"Saya yakin mereka akan datang Pak. Dan tolong jangan bicara tentang  kematian.  Selamat istirahat Pak Hans." Asri menepuk tangan lelaki tua itu dengan sabar. Sebelum keluar kamar, gadis itu menarik korden hingga menutup bulan bundar di luar jendela. Hans melemparkan pandangannya ke sudut kamar. Lelaki muda yang menjengkelkan itu sudah menghilang.  Lalu perlahan ia mengatupkan matanya.
Pagi berikutnya, Hans kembali memandang keluar jendela. Ia berharap ketiga anaknya  yang lama dirindukannya itu muncul dari jalan depan gedung panti ini.  Lalu ia akan mendengarkan mereka bercerita tentang keseharian masing-masing, tentang karir yang bagus, kehidupan yang layak, dan hal-hal lain yang menyenangkan. Ia tahu mereka telah bahagia dan sukses. Seulas senyum pun mengembang di bibir lelaki tua itu.
Semasa mudanya,  uang menjadi hal yang mudah ia berikan pada ketiga anaknya. Bahkan ia juga mengira uang bisa membeli kebersamaan mereka. Ia  sangat sibuk mengumpulkan uang hingga lupa bahwa ketiga anaknya membutuhkan keberadaannya. Ia terlambat menyadari itu saat  ketiga anaknya mulai menjauh. Tembok tinggi pun terbangun menjadi sekat yang sulit ditembus. Ketiga buah hatinya kehilangan rasa rindu padanya. Saat tiba mereka dewasa dan sukses, mereka mulai asyik dengan dunia mereka masing-masing. Sama persis seperti yang ia lakukan di masa muda dulu.
Ada rasa perih yang menyayat saat mengingat  kesendiriannya kini.

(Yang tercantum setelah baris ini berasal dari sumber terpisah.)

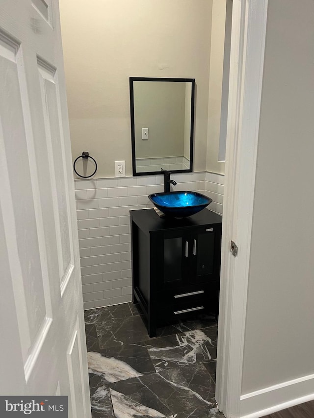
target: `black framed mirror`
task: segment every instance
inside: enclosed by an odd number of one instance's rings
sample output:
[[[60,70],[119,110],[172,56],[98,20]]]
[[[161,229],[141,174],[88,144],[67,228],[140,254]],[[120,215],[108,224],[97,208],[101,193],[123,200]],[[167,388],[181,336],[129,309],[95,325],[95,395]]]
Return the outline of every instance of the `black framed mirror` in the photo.
[[[130,77],[133,175],[192,171],[195,84]]]

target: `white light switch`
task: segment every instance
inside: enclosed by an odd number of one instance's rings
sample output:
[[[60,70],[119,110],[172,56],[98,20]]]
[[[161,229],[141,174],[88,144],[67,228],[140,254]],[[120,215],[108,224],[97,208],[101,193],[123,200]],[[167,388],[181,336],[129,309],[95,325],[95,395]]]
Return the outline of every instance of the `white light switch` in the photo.
[[[148,128],[142,128],[142,139],[148,139]]]

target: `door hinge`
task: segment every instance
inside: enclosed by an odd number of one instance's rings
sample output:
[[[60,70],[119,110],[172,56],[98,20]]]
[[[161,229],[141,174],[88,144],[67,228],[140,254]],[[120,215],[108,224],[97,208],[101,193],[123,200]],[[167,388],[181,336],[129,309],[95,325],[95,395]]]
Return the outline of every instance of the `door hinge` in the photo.
[[[237,246],[233,241],[230,242],[230,252],[234,257],[237,255]]]

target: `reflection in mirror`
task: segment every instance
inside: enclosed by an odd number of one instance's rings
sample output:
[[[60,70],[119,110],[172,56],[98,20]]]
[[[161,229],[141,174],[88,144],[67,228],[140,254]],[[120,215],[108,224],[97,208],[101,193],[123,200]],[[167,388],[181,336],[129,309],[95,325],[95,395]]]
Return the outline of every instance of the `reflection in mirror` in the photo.
[[[130,77],[133,175],[192,171],[193,78]]]

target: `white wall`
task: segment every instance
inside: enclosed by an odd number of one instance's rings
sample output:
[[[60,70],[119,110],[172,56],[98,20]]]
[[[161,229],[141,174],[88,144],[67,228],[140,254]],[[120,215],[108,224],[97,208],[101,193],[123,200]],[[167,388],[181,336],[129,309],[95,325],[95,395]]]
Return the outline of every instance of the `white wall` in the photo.
[[[226,0],[213,0],[206,170],[224,174],[225,163],[219,162],[220,113],[225,43]]]
[[[218,0],[215,0],[218,1]],[[195,78],[195,171],[205,170],[211,0],[60,0],[74,159],[132,172],[130,76]]]
[[[277,384],[314,396],[313,22],[313,0],[268,2],[242,386],[253,403],[283,401],[270,400]]]

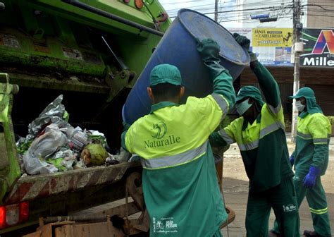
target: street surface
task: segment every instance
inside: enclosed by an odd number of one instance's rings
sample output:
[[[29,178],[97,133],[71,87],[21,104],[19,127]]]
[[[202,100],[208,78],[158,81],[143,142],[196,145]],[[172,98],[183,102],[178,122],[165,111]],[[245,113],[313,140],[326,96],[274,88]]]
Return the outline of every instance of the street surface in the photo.
[[[295,145],[290,142],[287,144],[289,153],[291,154]],[[227,228],[223,229],[222,233],[224,237],[246,236],[245,218],[248,194],[248,178],[240,154],[236,144],[232,145],[224,153],[223,186],[225,202],[226,206],[231,207],[236,213],[235,221],[228,226],[228,233]],[[329,159],[328,168],[326,174],[321,176],[321,181],[327,195],[333,234],[334,233],[334,138],[332,138],[330,140]],[[302,233],[304,229],[313,230],[311,214],[306,198],[300,207],[299,217],[301,236],[303,236]],[[272,211],[269,228],[273,226],[274,219],[275,216]]]

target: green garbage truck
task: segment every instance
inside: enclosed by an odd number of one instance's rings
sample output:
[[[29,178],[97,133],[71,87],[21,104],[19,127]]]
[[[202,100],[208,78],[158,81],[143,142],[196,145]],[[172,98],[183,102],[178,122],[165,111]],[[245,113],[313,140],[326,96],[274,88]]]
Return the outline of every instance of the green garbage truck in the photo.
[[[27,175],[16,142],[63,95],[73,126],[102,132],[119,148],[122,106],[171,25],[159,2],[2,0],[0,23],[0,235],[135,196],[127,181],[140,174],[138,163]],[[142,211],[140,202],[126,214]]]

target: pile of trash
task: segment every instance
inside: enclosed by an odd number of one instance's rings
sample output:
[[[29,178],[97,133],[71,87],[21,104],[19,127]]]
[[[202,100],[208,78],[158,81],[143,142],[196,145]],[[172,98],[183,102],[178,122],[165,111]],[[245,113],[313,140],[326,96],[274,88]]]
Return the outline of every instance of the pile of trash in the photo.
[[[73,128],[59,95],[28,126],[28,134],[16,145],[21,169],[30,175],[83,169],[126,162],[130,153],[108,152],[104,135],[97,130]]]

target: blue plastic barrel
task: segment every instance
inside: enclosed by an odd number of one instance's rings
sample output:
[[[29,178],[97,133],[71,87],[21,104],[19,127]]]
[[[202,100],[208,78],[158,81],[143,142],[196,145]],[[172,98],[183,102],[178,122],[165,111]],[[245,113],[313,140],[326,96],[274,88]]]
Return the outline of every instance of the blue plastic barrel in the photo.
[[[249,63],[247,51],[226,29],[197,11],[181,9],[128,96],[122,111],[125,122],[132,124],[149,113],[151,102],[147,87],[149,85],[151,71],[158,64],[169,63],[179,68],[185,87],[182,102],[190,95],[204,97],[212,92],[208,69],[197,52],[195,38],[200,41],[211,38],[218,42],[221,47],[221,64],[229,71],[233,80]]]

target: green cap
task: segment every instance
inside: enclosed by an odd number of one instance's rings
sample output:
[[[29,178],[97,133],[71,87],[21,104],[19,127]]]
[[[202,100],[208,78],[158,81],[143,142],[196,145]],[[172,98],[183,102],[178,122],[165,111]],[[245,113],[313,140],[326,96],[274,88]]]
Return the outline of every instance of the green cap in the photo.
[[[302,87],[297,92],[296,95],[289,97],[290,99],[299,99],[300,97],[315,98],[316,95],[310,87]]]
[[[159,64],[153,68],[149,75],[149,85],[161,83],[180,85],[181,73],[178,68],[171,64]]]

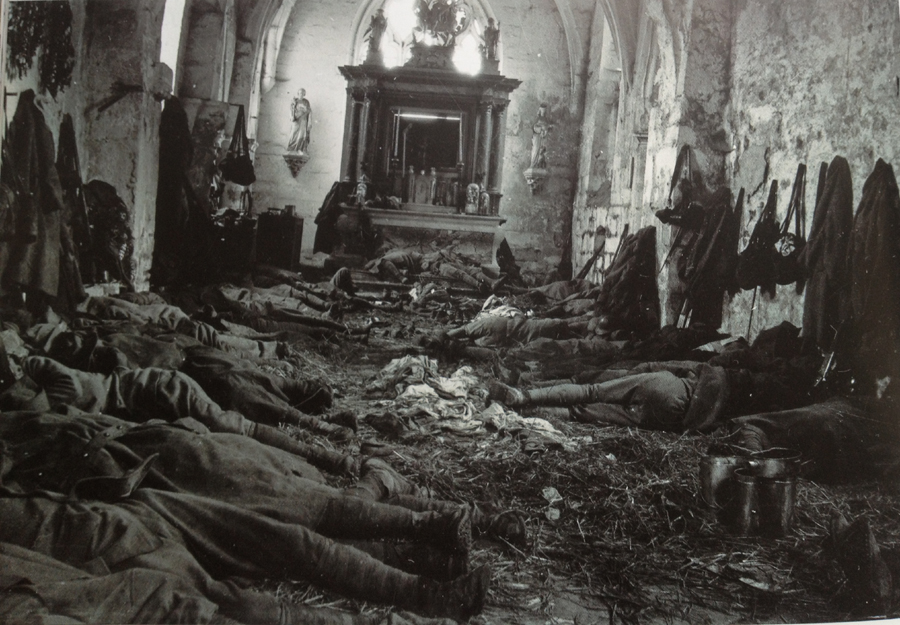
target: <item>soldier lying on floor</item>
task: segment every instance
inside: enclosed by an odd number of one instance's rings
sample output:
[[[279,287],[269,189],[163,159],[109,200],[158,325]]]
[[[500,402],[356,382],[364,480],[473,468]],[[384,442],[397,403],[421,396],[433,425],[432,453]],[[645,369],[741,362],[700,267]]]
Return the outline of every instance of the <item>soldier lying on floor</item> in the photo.
[[[648,362],[609,369],[590,384],[519,390],[491,382],[489,398],[509,407],[567,406],[576,421],[648,429],[707,431],[726,415],[793,407],[807,398],[778,373],[752,373],[702,362]]]
[[[147,368],[117,370],[104,375],[70,369],[42,356],[26,358],[23,368],[27,379],[46,396],[46,408],[72,406],[87,412],[113,414],[137,423],[150,419],[176,421],[190,417],[213,432],[249,436],[266,445],[308,458],[329,471],[352,473],[355,470],[351,459],[345,456],[319,445],[294,440],[275,427],[255,423],[238,412],[222,409],[196,381],[180,371]],[[11,392],[13,389],[7,390],[6,394]],[[34,409],[45,407],[38,404]],[[333,432],[342,436],[344,432],[352,436],[352,430],[348,428],[324,422],[323,426],[330,426]]]
[[[415,489],[378,461],[357,487],[342,493],[319,483],[314,469],[289,454],[243,437],[210,434],[191,420],[180,423],[132,425],[78,411],[8,413],[0,424],[0,440],[9,451],[0,540],[74,566],[99,560],[109,571],[141,567],[181,578],[186,573],[181,567],[192,568],[186,561],[196,558],[216,579],[299,578],[434,616],[466,618],[480,610],[489,574],[482,569],[465,575],[477,508],[403,495],[400,491]],[[52,494],[57,492],[68,497]],[[46,499],[22,497],[38,493]],[[357,496],[362,494],[389,496],[404,505],[367,501]],[[509,527],[509,516],[481,517],[487,529]],[[75,518],[80,522],[74,531],[84,536],[61,529]],[[163,551],[176,559],[160,557],[159,538],[138,540],[144,527],[162,538]],[[407,572],[336,545],[323,533],[365,541],[358,543],[365,551],[390,558]],[[41,536],[37,543],[35,535]],[[384,539],[419,545],[388,548]],[[89,545],[97,545],[98,552],[86,552]],[[190,577],[206,576],[199,587],[209,599],[223,611],[238,602],[240,597],[231,596],[233,586],[212,582],[205,571],[194,570]],[[456,580],[439,584],[431,578]],[[250,622],[260,620],[268,619]]]
[[[320,380],[288,379],[267,373],[256,364],[256,358],[238,357],[179,333],[144,336],[129,328],[104,333],[65,330],[65,326],[41,324],[28,332],[41,340],[34,341],[54,360],[75,369],[112,374],[117,368],[183,369],[200,383],[207,393],[226,410],[237,410],[251,421],[277,426],[296,425],[323,436],[346,439],[351,436],[341,421],[329,423],[313,417],[329,408],[332,392]],[[52,336],[49,333],[52,332]],[[249,341],[249,339],[248,339]],[[251,341],[252,342],[252,341]]]
[[[564,340],[584,337],[592,317],[533,319],[518,314],[479,314],[473,321],[446,332],[450,339],[468,339],[481,347],[529,343],[539,338]]]
[[[366,269],[383,280],[407,283],[412,276],[428,272],[444,278],[458,280],[479,291],[491,293],[503,286],[502,277],[492,277],[480,266],[463,262],[452,252],[437,251],[430,254],[393,250],[369,261]]]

Istrinya  telah lebih dulu berpamit untuk pulang kepada Penciptanya. Sementara ia masih harus menjalani sisa waktunya untuk mengenang segalanya sendirian. Saat ini ia hanya bisa  berharap  ketiga anaknya datang menjenguknya. Delapan belas purnama telah berlalu sejak mereka mengantarnya ke panti ini. Tak ada satu pun dari ketiga anaknya mengunjunginya kembali.
"Waktumu dua hari lagi." Tiba-tiba lelaki muda tampan itu muncul. Wajah tampannya jadi terlihat menyebalkan.
"Aku tahu," sahut Hans dengan kesal.
"Kamu masih belum percaya dengan ucapanku? Jangan terlalu tolol. Mereka sudah tak punya waktu mengurusi lelaki jompo sepertimu."
"Pergilah! Biarkan kuhabiskan waktuku sendirian!" teriak Hans lagi. Lelaki muda berwajah bersih itu mencibir.
"Perawatmu itu justru lebih setia padamu daripada anak-anakmu sendiri", katanya.
 "Pergilah! Kalau kau tak segera pergi, aku akan minta perpanjangan waktu lagi. Dan kau tak akan segera menyelesaikan tugasmu." Hans berseru lagi.
"Kau mengancamku Pak Tua? Kau pikir kau ini siapa?. Tidakkah kau paham bahwa selama ini aku hanya kasihan padamu?" Lelaki muda itu meninggikan nada suaranya lagi.